Le premier ministre Jean Charest a déclaré vendredi que son gouvernement adoptera en septembre une loi controversée pour légaliser un contrat octroyé sans appel d'offres par le maire de Québec, Régis Labeaume.

M. Charest a reconnu que le projet de loi 204, qui vise à empêcher les poursuites contre une entente sur la gestion d'un amphithéâtre, avait suscité des débats au sein même de son caucus.

Le premier ministre a cependant affirmé qu'à la reprise des travaux, en septembre, ses députés vont l'appuyer.

Le Parti québécois, qui a proposé le projet de loi privé à la demande de M. Labeaume, s'est déchiré sur la question.

Après la démission de quatre de ses députés cette semaine, la chef péquiste Pauline Marois a évoqué la possibilité de laisser aux membres de son caucus la liberté de voter pour ou contre la pièce législative.

Lors d'une conférence de presse où il dressait un bilan à l'occasion de l'ajournement estival des travaux parlementaires, M. Charest s'est montré confiant de pouvoir adopter la loi, affirmant que son caucus est uni sur la question.

«Chez nous, les gens sont du même avis, a-t-il dit. Nous appuyons la loi. On a eu nos discussions à l'intérieur de notre caucus comme nous avons l'habitude d'avoir nos discussions. Et les gens sont en appui à cette loi-là.»

Alors que M. Labeaume soutenait que le projet d'amphithéâtre tomberait à l'eau si la loi 204 n'était pas votée avant l'ajournement des travaux, vendredi, M. Charest a démontré qu'il ne partage pas les craintes du maire en reportant, cette semaine, le vote à septembre.

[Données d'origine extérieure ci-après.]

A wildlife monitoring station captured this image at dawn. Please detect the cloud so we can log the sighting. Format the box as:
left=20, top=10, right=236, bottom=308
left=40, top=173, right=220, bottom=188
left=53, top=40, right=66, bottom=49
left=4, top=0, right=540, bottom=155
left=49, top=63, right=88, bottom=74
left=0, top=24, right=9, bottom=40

Le premier ministre a pris cette décision en constatant que le député de Québec solidaire, Amir Khadir, faisait de l'obstruction au projet de loi, retardant sa progression en commission parlementaire.

Avant de regagner sa circonscription pour la relâche estivale, M. Khadir a affirmé qu'il misait sur la division au sein des libéraux pour empêcher l'adoption du projet de loi 204.

«J'espère (...) qu'à l'intérieur du rang du parti des libéraux, il va se trouver quelques personnes avec la même culture politique de liberté et de démocratie, comme le Parti québécois, pour oser lever la voix puis cesser cette unanimité», a-t-il dit lors d'un point de presse.

M. Khadir s'est défendu d'être le seul artisan du report du projet de loi à l'automne, citant les réserves exprimées par certains députés péquistes ainsi que les démarches judiciaires entamées par un ancien directeur général de la Ville de Québec, Denis De Belleval, pour faire annuler l'entente de gestion proposée par le conglomérat Quebecor.

«Je représente un petit parti qui est accusé par tous les mots, y compris par les termes d'odieux, de faire capoter et tout ça, mais on assume, a-t-il affirmé. S'il y a des choses de principe, il faut être capable de temps en temps de l'assumer.»

M. Charest a réitéré son intention de modifier la Loi sur les cités et villes afin de tenir compte des doléances de M. Labeaume, qui s'est plaint du caractère trop restrictif du processus d'appel d'offres, ce qui l'a forcé à procéder autrement pour l'entente avec Quebecor, qui reste encore à finaliser.

Le maire a aussi soutenu que la Charte de sa municipalité lui permettait de procéder ainsi.

L'entente de principe prévoit aussi que la ville confiera la gestion de l'amphithéâtre à un organisme sans but lucratif (OSBL) désigné par Quebecor, dont l'entreprise sera le seul locataire. Une exception dans la loi prévoit justement qu'un appel d'offres n'est pas nécessaire lorsque la ville transige avec un OSBL.

Sans préciser exactement ce qui doit être revu pour empêcher la répétition d'autres situations aussi ambigües, M. Charest s'est engagé à des modifications législatives.

«On va également clarifier cette question-là, dans la loi, qui a besoin d'être clarifiée, pas juste pour Québec, pour tout le monde», a-t-il dit.

La Fédération québécoise des municipalités a dénoncé cette semaine l'incohérence du gouvernement qui, après avoir resserré les règles d'octroi de contrat, les modifierait pour Québec avec le projet de loi 204.

Le président de la FQM, Bernard Généreux, a affirmé que le gouvernement s'aventurait sur une pente savonneuse en persistant sur cette voix en septembre prochain.

Selon M. Généreux, la façon de procéder de M. Labeaume crée un malaise et nécessite un débat plus large sur l'utilisation des OSBL ainsi que sur la place du privé dans les infrastructures publiques.

«Je veux bien qu'on ait identifié une situation qui n'est pas claire au plan légal, mais si on règle pour Québec, il faudrait qu'on règle pour tout le monde, a-t-il dit lors d'une entrevue. Je pense que le débat risque d'être encore très compliqué.»